Dentro de la piedra subsiste el arco, la columna
alarga su cuello dolorido.
El adoquín invade la calzada. Hay una arqueta
abierta para meter el pie
bajo la estricta vigilancia de las aves. El
semáforo rabia su color de otoño,
se rompe en un destello anaranjado, su
caminante avanza como un ejército
de una sola vez. La voz hace a la madre que
pregunta o llama a cualquier niño.
Los niños no han empezado a jugar todavía
cuando un hombre con muletas
se sienta a fumar en la plaza. Frío. Los
árboles tiritan en estado vegetativo,
su desnudez estoica es cuestión de
estaciones, un problema vernal.
En un momento dado podría producirse un
atropello flagrante, un accidente,
por accidente, por descuido, un animal que
cruza, un perro que ladra, un anciano
que no oye, no ve, un niño que juega cuando
todavía no es su hora
porque es la hora de los hombres con muletas
que fuman sentados en la plaza.
Un tipo mal encarado sale de casa y se
santigua tan rápido que solo dios lo ve,
precisamente hace el gesto, gesticula de esa
forma antigua y religiosa para esconderse
de dios, pues es un hombre terrible, un ser
apocalíptico. No llueve. El calor, sin embargo,
es cosa del pasado, como la sangre del último
atropello, que ha desaparecido del asfalto.
Una ambulancia pasa ronroneando sin dar la
serenata, pero no se despista y va
mirando a todos lados, lista para desarrollar
su actividad filantrópica, preparada para el desastre
personal, articulada para el llanto y el
crujir de huesos.

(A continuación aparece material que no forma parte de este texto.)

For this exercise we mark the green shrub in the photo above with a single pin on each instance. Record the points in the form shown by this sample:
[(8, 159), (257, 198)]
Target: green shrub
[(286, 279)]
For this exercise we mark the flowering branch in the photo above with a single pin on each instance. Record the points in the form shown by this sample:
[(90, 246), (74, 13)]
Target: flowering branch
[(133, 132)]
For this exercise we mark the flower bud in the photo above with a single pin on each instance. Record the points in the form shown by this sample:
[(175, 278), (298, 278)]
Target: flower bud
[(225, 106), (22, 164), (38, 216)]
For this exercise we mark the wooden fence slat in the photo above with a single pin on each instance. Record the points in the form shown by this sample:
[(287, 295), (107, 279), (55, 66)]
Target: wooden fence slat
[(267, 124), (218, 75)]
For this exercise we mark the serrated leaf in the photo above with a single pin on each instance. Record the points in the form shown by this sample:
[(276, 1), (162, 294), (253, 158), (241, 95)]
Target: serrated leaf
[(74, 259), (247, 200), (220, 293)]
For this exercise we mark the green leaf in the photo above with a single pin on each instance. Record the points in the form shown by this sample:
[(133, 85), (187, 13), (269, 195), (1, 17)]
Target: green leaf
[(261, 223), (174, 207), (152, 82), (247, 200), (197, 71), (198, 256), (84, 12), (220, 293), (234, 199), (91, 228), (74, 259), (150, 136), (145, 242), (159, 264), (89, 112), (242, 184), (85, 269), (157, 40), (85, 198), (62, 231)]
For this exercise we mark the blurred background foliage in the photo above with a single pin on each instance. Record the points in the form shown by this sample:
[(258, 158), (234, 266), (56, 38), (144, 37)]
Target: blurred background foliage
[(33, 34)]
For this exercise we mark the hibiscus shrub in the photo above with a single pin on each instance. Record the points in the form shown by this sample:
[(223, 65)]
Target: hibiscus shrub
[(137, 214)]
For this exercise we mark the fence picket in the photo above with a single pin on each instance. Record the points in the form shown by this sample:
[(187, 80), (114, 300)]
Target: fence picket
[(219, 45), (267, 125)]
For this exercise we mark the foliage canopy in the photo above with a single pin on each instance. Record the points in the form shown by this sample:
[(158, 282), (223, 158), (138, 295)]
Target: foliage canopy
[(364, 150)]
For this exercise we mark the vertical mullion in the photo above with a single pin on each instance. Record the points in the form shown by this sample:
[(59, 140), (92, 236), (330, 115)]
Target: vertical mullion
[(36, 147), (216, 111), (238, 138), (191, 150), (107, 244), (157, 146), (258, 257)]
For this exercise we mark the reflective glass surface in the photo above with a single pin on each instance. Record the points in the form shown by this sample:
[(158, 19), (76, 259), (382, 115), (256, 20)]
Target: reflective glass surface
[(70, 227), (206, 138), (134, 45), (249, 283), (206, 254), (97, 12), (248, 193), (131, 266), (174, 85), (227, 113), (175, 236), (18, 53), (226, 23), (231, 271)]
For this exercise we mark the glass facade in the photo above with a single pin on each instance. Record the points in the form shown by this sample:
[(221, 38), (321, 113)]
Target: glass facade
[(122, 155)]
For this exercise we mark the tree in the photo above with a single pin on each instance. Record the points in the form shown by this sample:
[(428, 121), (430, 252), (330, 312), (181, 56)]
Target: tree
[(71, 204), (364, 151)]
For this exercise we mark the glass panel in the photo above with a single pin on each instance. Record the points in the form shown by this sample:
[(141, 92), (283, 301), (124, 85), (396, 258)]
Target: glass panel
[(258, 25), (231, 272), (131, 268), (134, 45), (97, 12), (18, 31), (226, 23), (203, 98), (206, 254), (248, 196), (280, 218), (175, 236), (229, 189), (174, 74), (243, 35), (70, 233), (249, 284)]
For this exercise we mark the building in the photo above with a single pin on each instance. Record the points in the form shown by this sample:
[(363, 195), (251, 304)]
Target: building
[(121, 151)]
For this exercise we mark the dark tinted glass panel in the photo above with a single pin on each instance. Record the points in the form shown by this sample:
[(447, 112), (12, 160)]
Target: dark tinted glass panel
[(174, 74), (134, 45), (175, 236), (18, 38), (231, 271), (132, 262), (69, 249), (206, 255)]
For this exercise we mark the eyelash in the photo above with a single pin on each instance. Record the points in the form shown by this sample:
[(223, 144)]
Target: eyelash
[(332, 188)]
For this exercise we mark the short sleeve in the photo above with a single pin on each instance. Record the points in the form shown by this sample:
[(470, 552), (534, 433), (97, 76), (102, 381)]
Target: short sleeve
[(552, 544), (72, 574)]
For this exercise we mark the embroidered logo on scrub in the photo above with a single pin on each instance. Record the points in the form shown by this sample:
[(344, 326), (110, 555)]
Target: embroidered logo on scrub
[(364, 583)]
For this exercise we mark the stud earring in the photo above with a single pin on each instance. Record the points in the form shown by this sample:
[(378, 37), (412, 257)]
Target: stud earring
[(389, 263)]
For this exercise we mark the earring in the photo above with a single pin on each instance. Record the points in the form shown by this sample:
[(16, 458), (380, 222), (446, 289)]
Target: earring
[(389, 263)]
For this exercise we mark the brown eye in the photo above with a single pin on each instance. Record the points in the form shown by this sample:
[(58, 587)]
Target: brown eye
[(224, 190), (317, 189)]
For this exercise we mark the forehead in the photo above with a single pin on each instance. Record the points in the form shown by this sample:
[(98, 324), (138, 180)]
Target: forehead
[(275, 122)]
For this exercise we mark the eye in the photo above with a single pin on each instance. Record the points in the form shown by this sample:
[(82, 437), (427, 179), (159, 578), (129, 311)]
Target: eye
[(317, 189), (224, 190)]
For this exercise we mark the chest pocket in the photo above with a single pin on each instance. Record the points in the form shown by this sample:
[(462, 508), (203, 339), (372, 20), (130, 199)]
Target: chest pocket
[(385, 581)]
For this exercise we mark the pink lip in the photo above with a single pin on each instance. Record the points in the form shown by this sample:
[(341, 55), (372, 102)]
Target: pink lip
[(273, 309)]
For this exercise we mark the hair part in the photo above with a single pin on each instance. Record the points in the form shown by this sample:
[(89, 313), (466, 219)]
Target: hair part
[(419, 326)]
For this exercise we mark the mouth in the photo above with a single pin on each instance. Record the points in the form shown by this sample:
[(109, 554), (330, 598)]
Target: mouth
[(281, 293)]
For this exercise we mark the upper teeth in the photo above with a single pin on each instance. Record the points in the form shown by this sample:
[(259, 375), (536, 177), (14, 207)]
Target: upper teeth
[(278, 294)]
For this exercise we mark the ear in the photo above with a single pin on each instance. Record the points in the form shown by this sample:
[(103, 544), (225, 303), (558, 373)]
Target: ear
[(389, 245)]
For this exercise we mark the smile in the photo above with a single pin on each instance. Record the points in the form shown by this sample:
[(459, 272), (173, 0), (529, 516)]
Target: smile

Ahí tenemos
al policía enfundado en su cartuchera y su
placa; su rostro inescrutable un muro
para los mutantes telépatas que tratan de
introducirse a hurtadillas en su mente
oficial, leal y ejecutiva (ayer entró en
acción y el cráneo del presunto hizo su ¡crack!).
Hacen falta más semáforos, más niños, más
tullidos, más agentes de la ley, más cráneos
pelados dispuestos a partirse en dos como
melones jugosos en aras del bien común.
Capítulo aparte: las chicas que pasan de
largo como ambulancias ciegas, una en particular.
Rama sube por la cuesta con su mochila a la
espalda sin esfuerzo aparente; sube por la calle
empinada jalonada de árboles que tiritan su
desnudez perruna, aguanta el frío
rechistando un poco hacia el silencio. Pasa
por delante de la iglesia. Pasa por delante
del colegio y la comisaría. No se persigna ni
se santigua ni declama credo alguno
ni se inventa un palíndromo alocado, tan solo
finge una palabra que significa adiós
cuando se cruza con algún desconocido.
Dentro de la piedra hay un secreto lanzado al
centro del lago,
o del círculo máximo formado en la acera para
que beban los gatos.
Rama conoce el estallido, el látigo del mar
furioso que restalla en la distancia,
la detallada crema de las olas. La tierra se
retuerce las manos para entrar en calor
y es una nube de polvo intratable dispuesta a
penetrar fosas nasales, bocas,
globos oculares, como si solo fueran espacios
vacíos, capaz de tragarse el vapor.
Naturalmente, el rap es la banda sonora del
parque, el hilo musical del descampado.
El hip-hop es lo propio y se puede bailar sin
moverse del sitio, con las manos sueltas
o la mera actitud.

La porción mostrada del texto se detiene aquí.